Aparentemente, alguns desses atacantes vieram da Etiópia, Quênia e Tanzânia, de acordo com o vídeo do Al-Shabaab. O Al-Shabaab tem um histórico de recrutamento de combatentes de países vizinhos como homens-bomba, mas o vídeo marca a primeira vez que o grupo promove publicamente a presença de combatentes estrangeiros em uma grande operação, segundo a analista Ayaan Abdullahi.
“O novo vídeo sugere que, mesmo quando um ataque não atinge seus objetivos declarados no campo de batalha, o grupo ainda vê valor estratégico no período posterior à operação — por meio da construção de imagem, controle da narrativa e projeção de um movimento que permanece conectado regionalmente e ideologicamente inflexível”, escreveu Abdullahi no Somalia Today.
Combatentes estrangeiros também se tornaram uma parte importante da estratégia do Estado Islâmico da Somália na região norte de Puntlândia. Os combatentes usam rotas de contrabando através do Mar Vermelho para chegar às montanhas Cal Miskaad, em Puntlândia, onde o EI-Somália está baseado.
Um ataque do EI-Somália contra as forças de segurança baseadas em Dharjaale, no final de 2024, envolveu 12 combatentes, nenhum dos quais era somali.
Alguns analistas veem a presença de combatentes estrangeiros entre o al-Shabaab e o EI-Somália como tentativas de estabelecer credibilidade como grupos terroristas internacionais, e não apenas como ameaças regionais.
No entanto, a adição de combatentes estrangeiros também pode indicar algo mais: que, quase 20 anos após o início de sua insurgência, o al-Shabaab está tendo dificuldades para recrutar membros nas comunidades somalis.
O al-Shabaab perdeu milhares de combatentes em batalhas contra o Exército Nacional Somali (SNA) e milícias regionais nos últimos anos, à medida que o SNA, auxiliado por forças multinacionais, aumentou a pressão sobre os combatentes e esconderijos do grupo.
No início de abril, por exemplo, as forças de segurança nacionais e regionais mataram 27 combatentes do al-Shabaab na região do Vale do Jubba.
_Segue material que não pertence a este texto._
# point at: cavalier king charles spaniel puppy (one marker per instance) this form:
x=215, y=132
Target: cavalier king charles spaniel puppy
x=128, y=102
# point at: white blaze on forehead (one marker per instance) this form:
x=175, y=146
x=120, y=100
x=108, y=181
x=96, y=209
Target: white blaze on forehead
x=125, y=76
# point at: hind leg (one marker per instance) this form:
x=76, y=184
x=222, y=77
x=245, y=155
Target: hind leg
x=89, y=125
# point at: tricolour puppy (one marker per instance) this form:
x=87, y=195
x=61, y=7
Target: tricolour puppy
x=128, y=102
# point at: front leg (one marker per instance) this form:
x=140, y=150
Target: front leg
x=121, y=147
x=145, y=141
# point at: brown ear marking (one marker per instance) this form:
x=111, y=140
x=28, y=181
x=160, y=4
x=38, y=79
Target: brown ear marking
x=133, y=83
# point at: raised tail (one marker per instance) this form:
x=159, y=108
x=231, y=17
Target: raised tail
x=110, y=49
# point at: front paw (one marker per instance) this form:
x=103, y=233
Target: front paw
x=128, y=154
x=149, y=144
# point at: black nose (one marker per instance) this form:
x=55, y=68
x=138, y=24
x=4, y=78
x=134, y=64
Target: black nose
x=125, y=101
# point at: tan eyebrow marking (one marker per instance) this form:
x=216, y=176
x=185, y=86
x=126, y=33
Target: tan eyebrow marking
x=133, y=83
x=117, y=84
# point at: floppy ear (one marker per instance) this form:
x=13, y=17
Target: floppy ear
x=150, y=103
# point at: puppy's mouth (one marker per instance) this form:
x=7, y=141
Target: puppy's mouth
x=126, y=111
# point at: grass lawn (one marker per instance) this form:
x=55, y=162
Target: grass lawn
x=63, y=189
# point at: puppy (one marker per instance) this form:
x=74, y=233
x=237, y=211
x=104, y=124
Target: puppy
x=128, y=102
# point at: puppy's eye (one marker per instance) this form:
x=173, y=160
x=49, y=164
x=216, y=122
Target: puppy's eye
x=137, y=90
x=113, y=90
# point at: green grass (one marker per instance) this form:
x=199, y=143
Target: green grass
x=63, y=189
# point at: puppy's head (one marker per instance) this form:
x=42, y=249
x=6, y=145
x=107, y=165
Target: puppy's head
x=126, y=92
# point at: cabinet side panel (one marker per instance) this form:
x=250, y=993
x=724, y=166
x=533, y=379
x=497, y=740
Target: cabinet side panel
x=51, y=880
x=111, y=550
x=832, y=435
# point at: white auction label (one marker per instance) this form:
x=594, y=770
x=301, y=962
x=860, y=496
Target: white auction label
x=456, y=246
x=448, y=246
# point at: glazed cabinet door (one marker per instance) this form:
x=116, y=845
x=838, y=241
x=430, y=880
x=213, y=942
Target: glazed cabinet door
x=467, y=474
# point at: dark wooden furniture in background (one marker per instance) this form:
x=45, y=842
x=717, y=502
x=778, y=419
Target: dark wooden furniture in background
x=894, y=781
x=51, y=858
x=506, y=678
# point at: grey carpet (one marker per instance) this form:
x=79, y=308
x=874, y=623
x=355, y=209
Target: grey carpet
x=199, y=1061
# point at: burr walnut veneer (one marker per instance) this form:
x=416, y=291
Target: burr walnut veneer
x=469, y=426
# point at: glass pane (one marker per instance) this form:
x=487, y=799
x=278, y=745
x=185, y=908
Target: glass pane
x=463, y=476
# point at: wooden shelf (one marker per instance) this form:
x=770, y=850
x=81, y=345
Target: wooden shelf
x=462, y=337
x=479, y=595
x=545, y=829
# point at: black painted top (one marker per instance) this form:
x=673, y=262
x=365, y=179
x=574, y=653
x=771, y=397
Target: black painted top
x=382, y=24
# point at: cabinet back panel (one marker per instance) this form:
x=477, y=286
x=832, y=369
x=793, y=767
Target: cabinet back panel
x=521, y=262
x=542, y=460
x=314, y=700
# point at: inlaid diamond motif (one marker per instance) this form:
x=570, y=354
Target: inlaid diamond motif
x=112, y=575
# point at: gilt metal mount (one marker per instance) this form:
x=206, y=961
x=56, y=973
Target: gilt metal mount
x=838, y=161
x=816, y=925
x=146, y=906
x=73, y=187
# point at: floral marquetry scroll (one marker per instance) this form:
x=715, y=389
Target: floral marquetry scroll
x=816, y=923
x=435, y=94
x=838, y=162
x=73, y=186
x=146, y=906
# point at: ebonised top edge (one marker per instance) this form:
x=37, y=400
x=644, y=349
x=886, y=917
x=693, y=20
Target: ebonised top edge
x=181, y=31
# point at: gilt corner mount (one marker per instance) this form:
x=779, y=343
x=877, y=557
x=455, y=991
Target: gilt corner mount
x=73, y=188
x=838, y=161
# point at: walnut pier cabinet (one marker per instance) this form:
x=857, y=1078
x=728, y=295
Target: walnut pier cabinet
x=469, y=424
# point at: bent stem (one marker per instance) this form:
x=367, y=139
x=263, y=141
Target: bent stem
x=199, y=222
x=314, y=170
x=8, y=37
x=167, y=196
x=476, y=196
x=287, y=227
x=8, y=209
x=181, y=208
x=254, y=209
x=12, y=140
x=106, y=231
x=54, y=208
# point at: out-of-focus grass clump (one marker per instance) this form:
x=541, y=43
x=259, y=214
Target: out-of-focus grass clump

Ataques aéreos em meados de abril mataram mais de 80 combatentes do al-Shabaab nas regiões de Hiiraan, Lower Shabelle, Bay e Lower Jubba. Em 2025, as forças de segurança somalis mataram quase 300 combatentes do al-Shabaab em diversas campanhas, segundo relatos.
Como resultado, o al-Shabaab exigiu que as comunidades sob seu controle forneçam combatentes para suas batalhas contra as forças de segurança somalis. O grupo tem como alvo meninos e homens de 15 a 30 anos.
No entanto, também recruta crianças órfãs com menos de 15 anos em campos de deslocados e comunidades. Recruta crianças das escolas religiosas que administra em seu território.
“Os pais que enviam seus filhos para essas escolas podem não perceber que a escola é usada para treinamento militar. Quando descobrem a verdade, já é tarde demais”, escreveram analistas do site Human Rights Experts em uma publicação recente.
“Esse sistema exerce uma enorme pressão sobre as famílias”, acrescentou o grupo. “Os pais precisam escolher entre enviar seus filhos para lutar ou enfrentar punições para toda a família. Muitas famílias tentam mandar seus filhos embora antes que o al-Shabaab chegue.”